In May 1862, a year after the bank failures, St. Paul’s vestry met in the Cashier’s Room of the New York State Bank, where John H. Van Antwerp, who was both cashier of the bank and junior warden of the congregation, announced that he had purchased a church building on Lancaster Street between Hawk and Dove for a total of $19,000 in cash and mortgages. As a result of the same financial crisis that had ruined St. Paul’s plans, the building (designed for a Reformed Church congregation) had reverted to its builders and was offered for sale at a bargain price. The vestry immediately accepted the building from Van Antwerp, and as soon as the building was complete, St. Paul’s moved into its third church home on Lancaster Street, where we were to worship for a century.
Less than forty years after the church’s consecration, St. Paul’s rector noted that changes in the neighborhood might make another move necessary. Two new Episcopal congregations had been formed, and there were just too many Episcopal churches in the neighborhood: All Saints Cathedral and St. Peter’s to the north, Trinity to the southeast and St. Andrew’s and Grace Church to the west. There were discussions of a move to Willett Street, but this was decided against. Another option, moving even farther west, was rejected because it would impinge on St. Andrews, which had recently been founded by St. Paul’s.

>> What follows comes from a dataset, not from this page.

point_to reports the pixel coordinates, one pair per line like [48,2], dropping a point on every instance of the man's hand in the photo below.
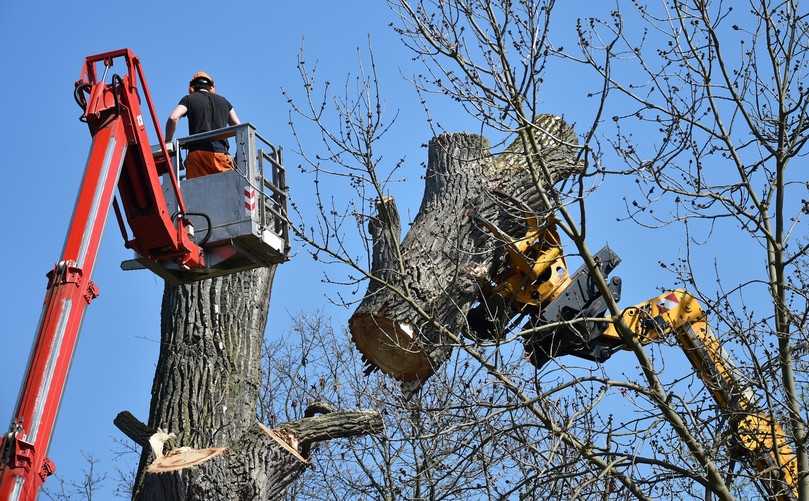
[233,118]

The congregation was able to adapt and remained on the Lancaster Street for another 60 years, until the exodus of the church’s membership from the city center and the seeming deterioration of the neighborhood raised the issue once again. As one hundred years before, a crisis also offered a solution. In 1862, the bank failures that had ruined the congregation’s original plans also offered an opportunity in the availability of a church building at a very reasonable price. In 1962, the State’s use of eminent domain to clear land for the South Mall and a generous reimbursement for the Lancaster Street property made it possible for St. Paul’s to build its fourth home in the city of Albany. The new building, on Hackett Boulevard, was designed to incorporate some elements from the old church, but the congregation keenly felt the loss of its century-long connection to the Lancaster Street building and to that neighborhood.
Note: All of the images in this post come from the Archives of St. Paul’s Episcopal Church.